In a sign of conciliation, Sharif telephoned Zardari on Saturday to congratulate him on his victory and pledge his support, according to television accounts of the call.

The White House issued a supportive statement on Saturday. "The United States congratulates Asif Ali Zardari on his election as president," said Gordon Johndroe, a White House spokesman. "President Bush looks forward to working with him, Prime Minister Gilani and the government of Pakistan on issues important to both countries, including counterterrorism and making sure Pakistan has a stable and secure economy."

Zardari's aides have promised that as president, Zardari would agree to the elimination of a constitutional provision that allows the president to dismiss Parliament, long considered a weak institution.

The minister of information, Sherry Rehman, a member of the Pakistan Peoples Party, said the relationship between the presidency and Parliament would be better balanced under Zardari, resulting in a "new era of democratic stability." Rehman added, "Today, every Pakistani can raise his head with pride."

After the vote, Zardari spoke briefly outside the prime minister's residence. Flanked by his two teenage daughters, Bakhtawar and Asifa, Zardari said he would uphold the democratic philosophy of Bhutto.

"Parliament will be sovereign," he said. "This president shall be subservient to the Parliament."

But there was considerable skepticism among politicians and in the news media that Zardari would agree to a diminution of power. An editorial on Saturday in the daily newspaper Dawn said it hoped that "his commitment to make himself a titular head of state will not waver."

Most Pakistanis looked on the presidential vote with considerable indifference, a sharp contrast to the excitement during the campaign leading to parliamentary elections.

In the Aabpara market in Islamabad, some storekeepers viewed Zardari's victory as a foregone conclusion.

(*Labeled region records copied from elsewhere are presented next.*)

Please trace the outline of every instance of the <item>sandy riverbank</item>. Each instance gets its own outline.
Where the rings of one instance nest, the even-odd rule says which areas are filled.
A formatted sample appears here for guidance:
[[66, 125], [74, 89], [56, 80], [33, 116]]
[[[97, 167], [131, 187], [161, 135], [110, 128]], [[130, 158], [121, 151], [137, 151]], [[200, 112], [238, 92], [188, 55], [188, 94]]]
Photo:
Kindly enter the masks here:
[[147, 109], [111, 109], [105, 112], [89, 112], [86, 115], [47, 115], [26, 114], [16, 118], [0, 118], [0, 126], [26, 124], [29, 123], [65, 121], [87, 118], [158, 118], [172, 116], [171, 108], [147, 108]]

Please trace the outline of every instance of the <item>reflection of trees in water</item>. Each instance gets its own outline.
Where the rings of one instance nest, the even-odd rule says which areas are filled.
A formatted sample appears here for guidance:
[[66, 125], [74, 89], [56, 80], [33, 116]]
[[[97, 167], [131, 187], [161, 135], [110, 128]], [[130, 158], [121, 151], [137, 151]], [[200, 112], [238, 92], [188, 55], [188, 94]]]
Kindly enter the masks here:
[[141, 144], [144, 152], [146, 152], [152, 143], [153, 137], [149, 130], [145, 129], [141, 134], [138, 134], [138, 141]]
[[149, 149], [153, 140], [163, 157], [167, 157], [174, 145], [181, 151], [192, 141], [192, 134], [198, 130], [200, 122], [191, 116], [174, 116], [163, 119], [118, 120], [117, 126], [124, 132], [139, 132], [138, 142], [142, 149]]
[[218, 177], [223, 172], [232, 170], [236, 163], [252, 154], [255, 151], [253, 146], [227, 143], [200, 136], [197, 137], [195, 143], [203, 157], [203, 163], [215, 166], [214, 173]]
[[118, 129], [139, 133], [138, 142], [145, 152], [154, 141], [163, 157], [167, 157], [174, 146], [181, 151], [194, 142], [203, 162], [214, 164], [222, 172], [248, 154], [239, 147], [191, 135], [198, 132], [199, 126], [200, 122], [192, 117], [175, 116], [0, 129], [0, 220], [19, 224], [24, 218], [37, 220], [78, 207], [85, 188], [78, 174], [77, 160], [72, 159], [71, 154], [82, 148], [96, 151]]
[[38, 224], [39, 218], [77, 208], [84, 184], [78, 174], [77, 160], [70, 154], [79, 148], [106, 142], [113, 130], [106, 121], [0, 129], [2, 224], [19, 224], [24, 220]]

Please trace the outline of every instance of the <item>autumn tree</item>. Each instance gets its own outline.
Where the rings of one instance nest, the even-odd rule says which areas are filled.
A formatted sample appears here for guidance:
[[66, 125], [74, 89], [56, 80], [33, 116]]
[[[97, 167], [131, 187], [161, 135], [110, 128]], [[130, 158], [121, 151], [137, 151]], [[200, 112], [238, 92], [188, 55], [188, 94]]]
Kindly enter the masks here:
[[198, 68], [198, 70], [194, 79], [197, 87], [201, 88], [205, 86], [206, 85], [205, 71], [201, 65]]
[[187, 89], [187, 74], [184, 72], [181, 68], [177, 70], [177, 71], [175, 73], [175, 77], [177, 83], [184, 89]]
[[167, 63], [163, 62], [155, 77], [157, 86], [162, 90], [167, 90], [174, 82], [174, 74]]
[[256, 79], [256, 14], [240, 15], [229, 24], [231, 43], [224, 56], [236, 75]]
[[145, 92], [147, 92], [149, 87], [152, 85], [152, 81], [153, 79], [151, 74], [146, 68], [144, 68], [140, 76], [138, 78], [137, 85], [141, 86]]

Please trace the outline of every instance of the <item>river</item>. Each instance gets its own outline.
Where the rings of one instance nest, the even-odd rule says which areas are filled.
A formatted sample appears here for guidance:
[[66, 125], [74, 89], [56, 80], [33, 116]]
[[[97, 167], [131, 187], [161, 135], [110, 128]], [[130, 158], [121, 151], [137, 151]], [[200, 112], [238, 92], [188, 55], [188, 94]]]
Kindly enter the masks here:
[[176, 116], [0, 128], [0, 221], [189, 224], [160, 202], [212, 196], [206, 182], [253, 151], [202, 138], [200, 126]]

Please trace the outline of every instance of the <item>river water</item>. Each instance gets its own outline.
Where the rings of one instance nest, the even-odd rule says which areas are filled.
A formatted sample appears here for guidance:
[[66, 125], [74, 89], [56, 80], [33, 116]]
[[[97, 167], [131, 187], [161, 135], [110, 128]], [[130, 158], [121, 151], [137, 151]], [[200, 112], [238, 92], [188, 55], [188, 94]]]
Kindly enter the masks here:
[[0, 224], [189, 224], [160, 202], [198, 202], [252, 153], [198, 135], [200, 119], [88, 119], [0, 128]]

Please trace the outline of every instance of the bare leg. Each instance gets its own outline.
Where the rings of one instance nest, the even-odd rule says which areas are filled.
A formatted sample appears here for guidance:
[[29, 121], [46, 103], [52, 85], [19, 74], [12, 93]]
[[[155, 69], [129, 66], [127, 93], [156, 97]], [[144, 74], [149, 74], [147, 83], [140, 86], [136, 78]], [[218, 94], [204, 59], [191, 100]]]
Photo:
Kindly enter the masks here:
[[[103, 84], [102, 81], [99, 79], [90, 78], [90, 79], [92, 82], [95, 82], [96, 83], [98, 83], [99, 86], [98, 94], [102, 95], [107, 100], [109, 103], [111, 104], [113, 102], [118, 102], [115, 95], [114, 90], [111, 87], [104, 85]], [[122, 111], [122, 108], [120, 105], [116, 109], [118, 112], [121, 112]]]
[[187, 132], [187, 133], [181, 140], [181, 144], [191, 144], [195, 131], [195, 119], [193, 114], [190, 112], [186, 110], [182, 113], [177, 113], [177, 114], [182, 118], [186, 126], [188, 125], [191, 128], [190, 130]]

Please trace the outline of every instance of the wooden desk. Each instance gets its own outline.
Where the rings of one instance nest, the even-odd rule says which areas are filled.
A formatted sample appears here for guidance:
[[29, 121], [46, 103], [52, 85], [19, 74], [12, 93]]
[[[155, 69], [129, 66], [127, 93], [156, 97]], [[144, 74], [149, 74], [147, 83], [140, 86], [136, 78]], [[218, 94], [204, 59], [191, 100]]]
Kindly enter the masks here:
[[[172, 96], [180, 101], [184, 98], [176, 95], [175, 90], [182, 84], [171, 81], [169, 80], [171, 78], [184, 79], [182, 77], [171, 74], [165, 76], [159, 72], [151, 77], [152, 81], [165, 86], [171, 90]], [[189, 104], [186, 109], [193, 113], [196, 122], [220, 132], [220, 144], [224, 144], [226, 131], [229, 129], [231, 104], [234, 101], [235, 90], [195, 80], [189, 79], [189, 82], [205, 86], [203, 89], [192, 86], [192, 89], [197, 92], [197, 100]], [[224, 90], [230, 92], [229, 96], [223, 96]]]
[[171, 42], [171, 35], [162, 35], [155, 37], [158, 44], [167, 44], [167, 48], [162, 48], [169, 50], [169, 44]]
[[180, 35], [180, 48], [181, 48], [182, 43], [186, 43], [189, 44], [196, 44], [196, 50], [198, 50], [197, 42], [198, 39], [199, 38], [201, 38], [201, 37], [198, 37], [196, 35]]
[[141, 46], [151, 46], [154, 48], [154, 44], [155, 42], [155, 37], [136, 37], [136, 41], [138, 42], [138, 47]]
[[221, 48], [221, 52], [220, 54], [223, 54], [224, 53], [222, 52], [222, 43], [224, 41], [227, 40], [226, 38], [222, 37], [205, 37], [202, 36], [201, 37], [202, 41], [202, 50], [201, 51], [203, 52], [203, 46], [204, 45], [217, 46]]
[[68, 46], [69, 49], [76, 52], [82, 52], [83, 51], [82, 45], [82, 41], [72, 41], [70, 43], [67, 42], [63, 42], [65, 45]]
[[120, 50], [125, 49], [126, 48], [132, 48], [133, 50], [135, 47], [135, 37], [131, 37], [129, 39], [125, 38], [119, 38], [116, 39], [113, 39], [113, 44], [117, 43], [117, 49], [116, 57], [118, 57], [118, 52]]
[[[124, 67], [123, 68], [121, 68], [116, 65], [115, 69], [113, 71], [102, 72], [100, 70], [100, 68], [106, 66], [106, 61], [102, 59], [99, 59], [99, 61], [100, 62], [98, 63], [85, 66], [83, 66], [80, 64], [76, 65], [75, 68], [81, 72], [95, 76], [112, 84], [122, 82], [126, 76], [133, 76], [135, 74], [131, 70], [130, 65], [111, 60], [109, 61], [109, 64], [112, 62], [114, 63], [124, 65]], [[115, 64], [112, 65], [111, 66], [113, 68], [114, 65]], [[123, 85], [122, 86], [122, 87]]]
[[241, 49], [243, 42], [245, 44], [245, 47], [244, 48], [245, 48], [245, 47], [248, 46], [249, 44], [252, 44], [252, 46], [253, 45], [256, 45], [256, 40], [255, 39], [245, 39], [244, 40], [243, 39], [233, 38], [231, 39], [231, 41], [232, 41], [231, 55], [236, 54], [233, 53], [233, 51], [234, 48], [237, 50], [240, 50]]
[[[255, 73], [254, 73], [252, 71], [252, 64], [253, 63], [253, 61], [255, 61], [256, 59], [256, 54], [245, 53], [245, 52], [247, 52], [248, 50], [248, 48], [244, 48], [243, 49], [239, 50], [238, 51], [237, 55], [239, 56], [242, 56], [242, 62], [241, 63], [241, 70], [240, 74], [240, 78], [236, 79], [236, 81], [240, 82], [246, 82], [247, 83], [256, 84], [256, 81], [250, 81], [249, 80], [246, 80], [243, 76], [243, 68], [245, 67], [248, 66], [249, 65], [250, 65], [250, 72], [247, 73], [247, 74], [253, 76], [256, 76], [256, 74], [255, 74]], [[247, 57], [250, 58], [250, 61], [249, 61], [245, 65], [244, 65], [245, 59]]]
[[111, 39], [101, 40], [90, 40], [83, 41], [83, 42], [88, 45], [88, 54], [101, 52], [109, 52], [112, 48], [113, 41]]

Several said it was good for Pakistan to have a president and a prime minister from the same party, reflecting the official line of the Pakistan Peoples Party. "He can be a good president because the whole party is behind him," said Malik Zahoor, 50.

But some vendors said the corruption charges against Zardari made him unsuitable for the presidency.

"He's a certified thief," said Akhlaq Abbasi, 60, the owner of a fabric and tailoring shop.